Intro To Computational Linguistics

The image of humans conversing with their computers is both a thoroughly accepted cliche of science fiction and the ultimate goal of computer programming, and yet, the year 2001 has come and gone without the appearance of anything like the HAL 9000 talking computer featured in the movie 2001: A Space Odyssey.

Computational linguists attempt to use computers to process human languages. The field of computational linguistics has two general aims:

Speech recognition. Today, many personal computers include speech recognition software.

Nicole Yankelovich, Gina-Anne Levow, and Matt Marx provide a discussion of the challenges of speech recognition.

Examples of speech recognition errors can be found on Susan Fulton’s web site.

Hao Tang created this chart of the relation between speech recognition errors and linguistic task:

Speech Synthesis. Computers have also achieved variable success in producing speech.

Gregor Möhler’s web site provides a comprehensive list of synthesis software.

Natural language interfaces to software. For example, demonstration systems have been built that let a user ask for flight information.

Document retrieval and information extraction from written text. For example, a computer system could scan newspaper articles, looking for information about events of a particular type and enter the information into a database.

Machine translation. Computers offer the promise of quick translations between languages.

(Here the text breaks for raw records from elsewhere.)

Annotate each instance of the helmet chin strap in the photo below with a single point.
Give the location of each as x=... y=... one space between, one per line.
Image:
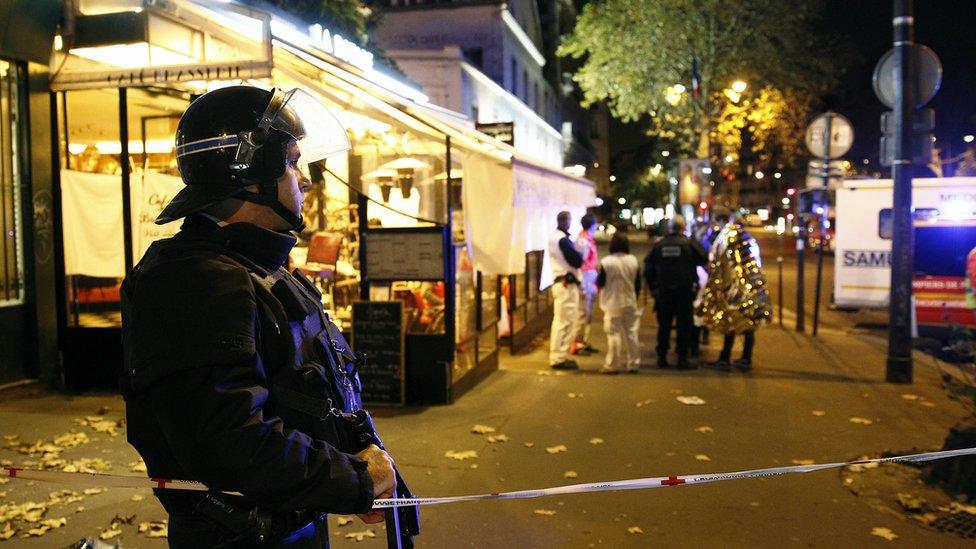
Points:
x=268 y=196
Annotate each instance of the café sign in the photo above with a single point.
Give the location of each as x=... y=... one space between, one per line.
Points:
x=338 y=46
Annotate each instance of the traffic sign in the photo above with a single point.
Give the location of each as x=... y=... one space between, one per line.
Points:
x=928 y=76
x=837 y=143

The rapid growth of the Internet/WWW and the emergence of the information society poses exciting new challenges to computational linguistics. Although the new media combine text, graphics, sound and movies, the whole wealth of multimedia information can only be structured, indexed and navigated through language. For browsing, navigating, filtering and processing the information on the web, we need language technology. The increasing multilingual nature of the web constitutes an additional challenge for language technology. The multilingual web can only be mastered with the help of multilingual tools for indexing and navigating.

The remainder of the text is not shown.